🤖 AI Summary
To address the failure of conventional vision- and LiDAR-based sensors in visually degraded environments—such as darkness, smoke, and low-reflectivity surfaces—this paper proposes a UWB radar-based obstacle detection and anchor-free environmental mapping method for mobile robots. The approach leverages channel impulse responses from UWB channels 5 and 9, implementing a three-stage signal processing pipeline: peak detection, followed by SNR- and phase-difference-based filtering, and finally AoA–range joint clustering to mitigate multipath interference and noise. Crucially, it eliminates reliance on fixed anchors, enabling visual-feature-free UWB-SLAM in dynamic settings. Experimental results demonstrate 82.36% detection accuracy and 89.46% recall under channel 9, with robust identification of diverse materials—including metal, concrete, and low-reflectivity plywood—thereby significantly enhancing perception robustness in complex, unstructured environments.
📝 Abstract
This paper presents an infrastructure-free approach for obstacle detection and environmental mapping using ultra-wideband (UWB) radar mounted on a mobile robotic platform. Traditional sensing modalities such as visual cameras and Light Detection and Ranging (LiDAR) fail in environments with poor visibility due to darkness, smoke, or reflective surfaces. In these visioned-impaired conditions, UWB radar offers a promising alternative. To this end, this work explores the suitability of robot-mounted UWB radar for environmental mapping in dynamic, anchor-free scenarios. The study investigates how different materials (metal, concrete and plywood) and UWB radio channels (5 and 9) influence the Channel Impulse Response (CIR).

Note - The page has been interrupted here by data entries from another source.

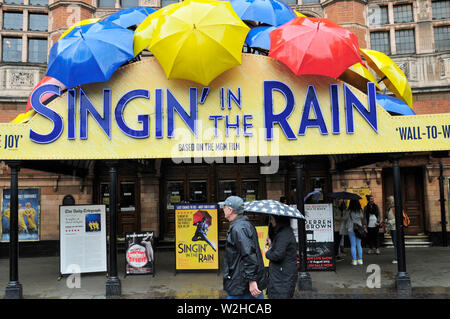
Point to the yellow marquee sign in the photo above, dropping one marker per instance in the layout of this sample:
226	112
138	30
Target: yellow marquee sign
256	109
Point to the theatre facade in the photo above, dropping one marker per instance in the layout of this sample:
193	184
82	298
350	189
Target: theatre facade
172	142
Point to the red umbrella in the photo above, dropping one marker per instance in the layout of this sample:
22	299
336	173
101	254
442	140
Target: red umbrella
46	96
314	46
199	215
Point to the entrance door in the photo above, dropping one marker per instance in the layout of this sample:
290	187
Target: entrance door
128	210
412	195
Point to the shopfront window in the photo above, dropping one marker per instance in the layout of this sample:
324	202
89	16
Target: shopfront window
12	20
37	22
175	193
127	196
12	49
197	191
226	188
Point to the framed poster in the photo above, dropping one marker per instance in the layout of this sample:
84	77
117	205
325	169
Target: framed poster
29	214
319	237
139	256
82	233
196	244
362	192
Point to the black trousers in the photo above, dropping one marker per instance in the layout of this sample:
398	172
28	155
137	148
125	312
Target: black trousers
372	237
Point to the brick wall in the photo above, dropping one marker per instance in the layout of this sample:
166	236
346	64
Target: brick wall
432	103
349	14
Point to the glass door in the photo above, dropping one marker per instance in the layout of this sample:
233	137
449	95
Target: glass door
175	195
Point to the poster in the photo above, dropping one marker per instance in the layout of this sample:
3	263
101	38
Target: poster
82	238
196	237
361	191
28	214
319	237
139	256
263	232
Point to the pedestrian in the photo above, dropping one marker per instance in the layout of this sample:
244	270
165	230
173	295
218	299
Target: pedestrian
338	214
390	224
355	217
343	227
373	221
244	275
282	254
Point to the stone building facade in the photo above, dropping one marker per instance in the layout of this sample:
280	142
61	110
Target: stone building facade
414	33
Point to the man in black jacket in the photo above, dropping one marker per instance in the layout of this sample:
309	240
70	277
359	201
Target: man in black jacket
244	275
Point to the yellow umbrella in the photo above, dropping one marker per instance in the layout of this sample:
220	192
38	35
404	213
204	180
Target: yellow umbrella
144	32
358	76
199	40
299	14
391	75
82	22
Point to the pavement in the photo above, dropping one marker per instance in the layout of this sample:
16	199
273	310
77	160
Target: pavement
428	268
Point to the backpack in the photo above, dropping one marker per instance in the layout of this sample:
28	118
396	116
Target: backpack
406	220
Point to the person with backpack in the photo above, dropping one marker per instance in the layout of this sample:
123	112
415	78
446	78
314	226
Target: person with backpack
356	221
282	254
390	224
244	275
373	220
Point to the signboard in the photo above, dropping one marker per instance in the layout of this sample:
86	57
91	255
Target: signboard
139	256
29	214
263	232
259	108
82	231
319	237
196	244
362	192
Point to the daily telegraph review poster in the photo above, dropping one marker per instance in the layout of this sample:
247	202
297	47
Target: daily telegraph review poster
82	238
196	237
319	237
28	214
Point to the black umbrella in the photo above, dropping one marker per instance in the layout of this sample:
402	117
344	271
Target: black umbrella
272	207
344	195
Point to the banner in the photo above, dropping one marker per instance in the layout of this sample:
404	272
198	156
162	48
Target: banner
82	232
139	256
263	232
319	237
259	108
28	213
196	244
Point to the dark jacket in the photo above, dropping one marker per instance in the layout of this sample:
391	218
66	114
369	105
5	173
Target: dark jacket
243	258
283	264
371	209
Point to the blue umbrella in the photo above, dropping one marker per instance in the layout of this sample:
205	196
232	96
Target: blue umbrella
129	17
90	53
394	105
259	37
272	207
272	12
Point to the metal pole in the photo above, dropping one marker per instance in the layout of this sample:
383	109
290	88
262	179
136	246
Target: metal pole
113	285
304	279
442	200
403	282
14	288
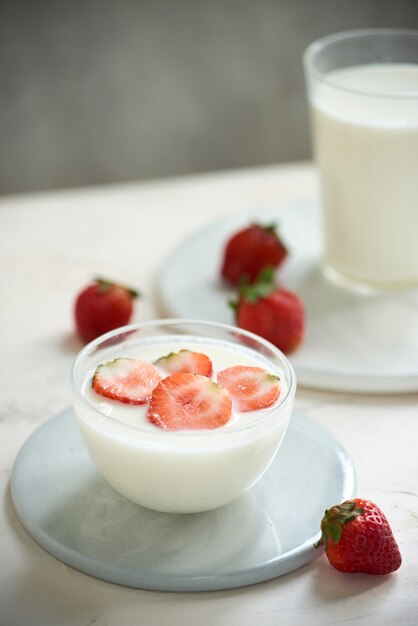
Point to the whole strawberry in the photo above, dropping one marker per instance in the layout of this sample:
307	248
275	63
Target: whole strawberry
250	250
102	306
357	538
272	312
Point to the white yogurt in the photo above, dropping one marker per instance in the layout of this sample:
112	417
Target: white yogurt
366	144
182	471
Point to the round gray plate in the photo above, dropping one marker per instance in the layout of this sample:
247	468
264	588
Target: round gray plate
67	507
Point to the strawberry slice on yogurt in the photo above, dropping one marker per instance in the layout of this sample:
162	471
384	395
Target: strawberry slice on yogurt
189	401
128	380
186	361
251	388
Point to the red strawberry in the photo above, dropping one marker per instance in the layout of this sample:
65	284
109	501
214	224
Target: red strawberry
127	380
189	401
251	388
357	538
101	307
250	250
271	312
186	361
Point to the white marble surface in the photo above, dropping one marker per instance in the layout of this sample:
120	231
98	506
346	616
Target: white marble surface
51	244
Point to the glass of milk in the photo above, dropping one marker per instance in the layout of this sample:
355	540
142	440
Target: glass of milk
181	471
363	94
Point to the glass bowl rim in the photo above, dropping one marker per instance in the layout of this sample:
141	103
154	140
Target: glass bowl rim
198	433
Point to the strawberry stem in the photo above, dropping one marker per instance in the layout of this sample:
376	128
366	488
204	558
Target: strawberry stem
335	519
105	285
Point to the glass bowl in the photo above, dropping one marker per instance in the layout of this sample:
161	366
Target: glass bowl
186	471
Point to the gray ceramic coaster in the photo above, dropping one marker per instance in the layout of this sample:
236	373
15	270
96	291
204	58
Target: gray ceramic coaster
67	507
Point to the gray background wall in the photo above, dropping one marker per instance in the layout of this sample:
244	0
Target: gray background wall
97	91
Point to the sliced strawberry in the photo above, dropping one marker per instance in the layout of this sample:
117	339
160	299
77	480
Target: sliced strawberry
186	361
189	401
251	388
127	380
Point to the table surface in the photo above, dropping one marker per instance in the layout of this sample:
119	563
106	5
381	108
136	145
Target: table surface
51	245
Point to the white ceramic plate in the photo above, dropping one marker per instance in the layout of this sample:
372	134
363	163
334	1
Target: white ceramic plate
67	507
354	342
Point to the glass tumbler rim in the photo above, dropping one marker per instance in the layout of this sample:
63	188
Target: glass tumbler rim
317	46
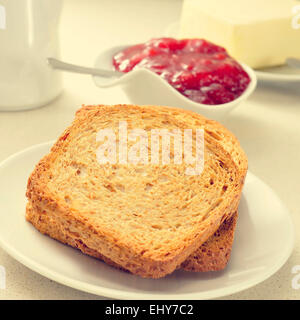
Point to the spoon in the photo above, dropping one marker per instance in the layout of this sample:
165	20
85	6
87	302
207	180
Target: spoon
293	62
58	64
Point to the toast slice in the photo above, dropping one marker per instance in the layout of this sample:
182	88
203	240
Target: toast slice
146	219
213	255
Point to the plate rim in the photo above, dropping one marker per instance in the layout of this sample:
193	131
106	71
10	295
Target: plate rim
125	295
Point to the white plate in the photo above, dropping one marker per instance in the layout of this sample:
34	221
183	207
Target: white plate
275	74
264	241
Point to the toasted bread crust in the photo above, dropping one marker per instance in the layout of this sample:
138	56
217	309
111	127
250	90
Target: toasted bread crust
77	231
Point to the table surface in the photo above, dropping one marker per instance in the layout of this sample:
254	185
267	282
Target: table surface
267	125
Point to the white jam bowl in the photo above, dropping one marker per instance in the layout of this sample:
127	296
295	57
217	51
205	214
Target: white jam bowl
144	87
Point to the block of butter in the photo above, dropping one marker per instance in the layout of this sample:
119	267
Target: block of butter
258	33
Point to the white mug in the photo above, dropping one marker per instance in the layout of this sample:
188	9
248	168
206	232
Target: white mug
28	35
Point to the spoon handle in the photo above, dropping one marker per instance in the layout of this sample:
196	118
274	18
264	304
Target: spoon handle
57	64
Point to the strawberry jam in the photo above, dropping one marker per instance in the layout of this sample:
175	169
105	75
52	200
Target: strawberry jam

Furthermore, a processing pipeline is proposed to achieve reliable mapping of detected obstacles, consisting of 3 steps: (i) target identification (based on CIR peak detection), (ii) filtering (based on peak properties, signal-to-noise score, and phase-difference of arrival), and (iii) clustering (based on distance estimation and angle-of-arrival estimation). The proposed approach successfully reduces noise and multipath effects, resulting in an obstacle detection precision of at least 82.36% and a recall of 89.46% on channel 9 even when detecting low-reflective materials such as plywood. This work offers a foundation for further development of UWB-based localisation and mapping (SLAM) systems that do not rely on visual features and, unlike conventional UWB localisation systems, do not require on fixed anchor nodes for triangulation.